Null support for inline class reference projections through bitmaps

Sat Dec 5 13:44:31 UTC 2020

> Since there are types like e.g. LocalDate which would like to be inline classes but don't have a good default value, I was thinking about how the default value for value projections could be avoided and null could be used as default for reference projections efficiently.

For a reference projection, null is a valid value, and is the default.  But, there’s no free lunch; if we have to represent them as references on the stack, then there’s going to be some cost (usually to the calling conventions.)  

The key thing to realize is that null is a property of reference-ness.  And while it is possible for the VM to still scalarize in this case (inflate an extra boolean channel for nullity), this is starting to approach heroics.  

> 1.2. After value projection array creation, array elements are initialized with default values.
> 
> What if the creation of value projection arrays is only allowed for inline classes that have a default constructor(in the newarray bytecode the VM initializes the cached default value as created by the default constructor) and through an intrinsic method e.g. <any T> T.val[] Arrays.unbox(T.ref[]) that does null checks?
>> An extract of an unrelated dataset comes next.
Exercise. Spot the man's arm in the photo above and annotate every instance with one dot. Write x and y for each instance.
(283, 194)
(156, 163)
The issue of whether there is _any_ good default, and whether all zero bits is a good default, are frequently conflated.  The “no arg constructor” direction is only helpful in the case where there is a good default, but zeroes isn’t it.  But that’s the easier of the two problems to solve (though already not easy.)  

Consider a tuple of (String, String) which represents a name.  Is there any good default?  (null, null) is clearly crappy, but (“”, “”) isn’t much better, nor is (“name unavailable”, “name unavailable”).  So there’s no no-arg constructor that could help here.  But, do we want to say “sorry, no flattened arrays of names?”  

The approach of having separate types for the reference and value projections gives users a choice, where cost and safety can be balanced with an understanding of the context.  

> 2. Support nulls for reference projection (efficiently?)
> 
> Maybe you already work on something like that, but so far, I was of the impression that reference projections for inline classes wouldn't be that much better than normal reference types, so I thought about how reference projections could be modeled efficiently.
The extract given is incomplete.